RIFLESSIONI NON EPURAZIONI
Perdere così, praticamente senza scendere in pista, fa male. Probabilmente malissimo. Il museo degli orrori della Ferrari, quello dove venivano raccolti i particolari rotti che avevano procurato una rottura, un ritiro, una figuraccia, si arricchisce di una candela da pochi euro.

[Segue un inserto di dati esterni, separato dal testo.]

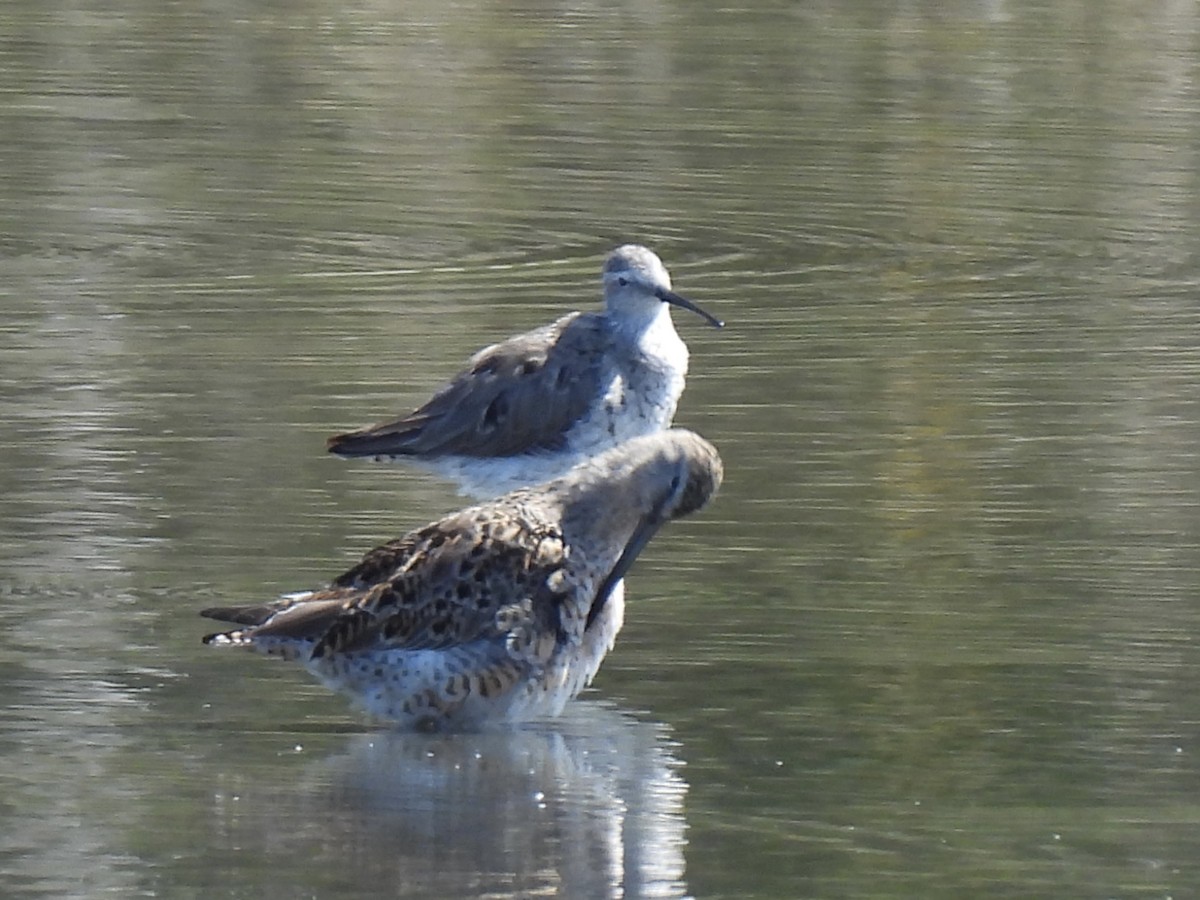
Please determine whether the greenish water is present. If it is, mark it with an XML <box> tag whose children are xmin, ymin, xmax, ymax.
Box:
<box><xmin>0</xmin><ymin>0</ymin><xmax>1200</xmax><ymax>898</ymax></box>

Perdere così, praticamente senza scendere in pista, fa male. Probabilmente malissimo. Il museo degli orrori della Ferrari, quello dove venivano raccolti i particolari rotti che avevano procurato una rottura, un ritiro, una figuraccia, si arricchisce di una candela da pochi euro. Una beffa consumatasi durante il giro di formazione e completatasi dopo pochi metri, quando si è subito capito che il motore di Vettel aveva il fiato corto. L’aritmetica non condanna ancora la Ferrari, ma 59 punti di distacco a 4 gare dalla fine raccontano il contrario. «Non serve un genio della matematica», come dice melanconico Sebastian Vettel.

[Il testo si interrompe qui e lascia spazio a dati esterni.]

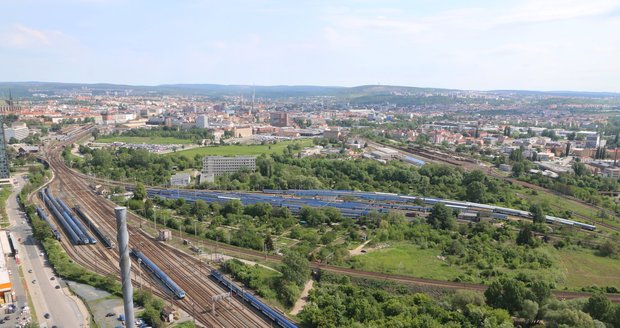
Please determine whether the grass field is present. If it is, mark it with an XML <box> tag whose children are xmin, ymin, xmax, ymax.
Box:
<box><xmin>354</xmin><ymin>244</ymin><xmax>460</xmax><ymax>280</ymax></box>
<box><xmin>97</xmin><ymin>136</ymin><xmax>193</xmax><ymax>145</ymax></box>
<box><xmin>554</xmin><ymin>249</ymin><xmax>620</xmax><ymax>288</ymax></box>
<box><xmin>166</xmin><ymin>139</ymin><xmax>312</xmax><ymax>158</ymax></box>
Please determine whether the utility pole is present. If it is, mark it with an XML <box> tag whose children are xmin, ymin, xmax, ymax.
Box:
<box><xmin>114</xmin><ymin>207</ymin><xmax>135</xmax><ymax>325</ymax></box>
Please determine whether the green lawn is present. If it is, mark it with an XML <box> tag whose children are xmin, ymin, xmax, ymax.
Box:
<box><xmin>166</xmin><ymin>139</ymin><xmax>312</xmax><ymax>158</ymax></box>
<box><xmin>96</xmin><ymin>136</ymin><xmax>193</xmax><ymax>145</ymax></box>
<box><xmin>354</xmin><ymin>244</ymin><xmax>461</xmax><ymax>280</ymax></box>
<box><xmin>554</xmin><ymin>249</ymin><xmax>620</xmax><ymax>288</ymax></box>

Le balle presidenziali probabilmente stanno girando come non mai perché da Monza in poi la Ferrari è scoppiata come il palloncino sfuggito al bambino, ma l’importante è lasciare che la rabbia del momento lasci spazio all’orgoglio di essere arrivati fino a qui. Sei pensiamo a dove era un anno fa, il 2017 della Ferrari può essere letto come un grande passo avanti, un salto in lungo oltre i primi ostacoli anche se il muro finale è stato invalicabile proprio quando sembrava più basso del temuto. L’illusione di esserci, di aver raggiunto la Mercedes, è stata terribile. Ma era giusto e logico forzare, mettere a rischio l’affidabilità per centrare il bersaglio grosso, quello che ormai manca da 10 anni (2007 con Raikkonen). Sarebbe stato peggio accontentarsi e non provarci per nulla. Sarebbe rimasto il rimpianto che spesso ha un sapore molto più amaro della sconfitta. Ricominciare dopo le botte prese nelle ultime gare non sarà semplice. Ma prima di incassare la Ferrari aveva dimostrato di saper colpire. Sono tornate le pole (4) e le vittorie (4). Non tantissime, ma neppure poche e soprattutto mai arrivate per caso. E’ da qui che bisogna ricominciare. Senza farsi prendere dalla voglia di trovare un colpevole per forza, di tagliare qualche testa, di offrire una vittima sacrificale. E’ corretto analizzare che cosa è capitato, che cosa non ha funzionato nel processo di controllo qualità, perché chiedendo più prestazioni è venuta a mancare l’affidabilità. Qualche correzione andrà per forza fatta. Qualche verifica dei fornitori messi sotto accusa da Marchionne prima e da Arrivabene poi, pure. Ma sarà meglio prendere ogni decisione a «balle rotanti» ormai ferme per evitare di tagliare rami che ancora secchi non sono. D’altra parte, pur con il cambio di regolamenti di quest’anno, era difficile pensare ad un ribaltone immediato. La Ferrari in alcune gare è stata superiore alla Mercedes, in alcune condizioni anche molto superiore. Ma alla lunga ha pagato lo sforzo enorme che deve fare chi è in recupero e una volta arrivato in testa non ha più fiato e dai muscoli intrisi di acido lattico arrivano solo dolori.
Qualche volta hanno sbagliato i piloti, qualche volta hanno sbagliato i tecnici, qualche volta può aver sbagliato anche un meccanico. Ma la storia recente della Ferrari insegna che ci vuole pazienza. Per ritornare a vincere con Schumacher a Maranello aspettarono dal 1996 al 2001 (con un mondiale costruttori l’anno prima). Se Montezemolo fosse stato a sentire chi gli chiedeva la testa di Todt dopo i primi tre anni chissà se sarebbero mai arrivati gli anni dell’oro... Bisogna solo capire che vincere in Formula 1 non è facile, ma terribilmente complicato.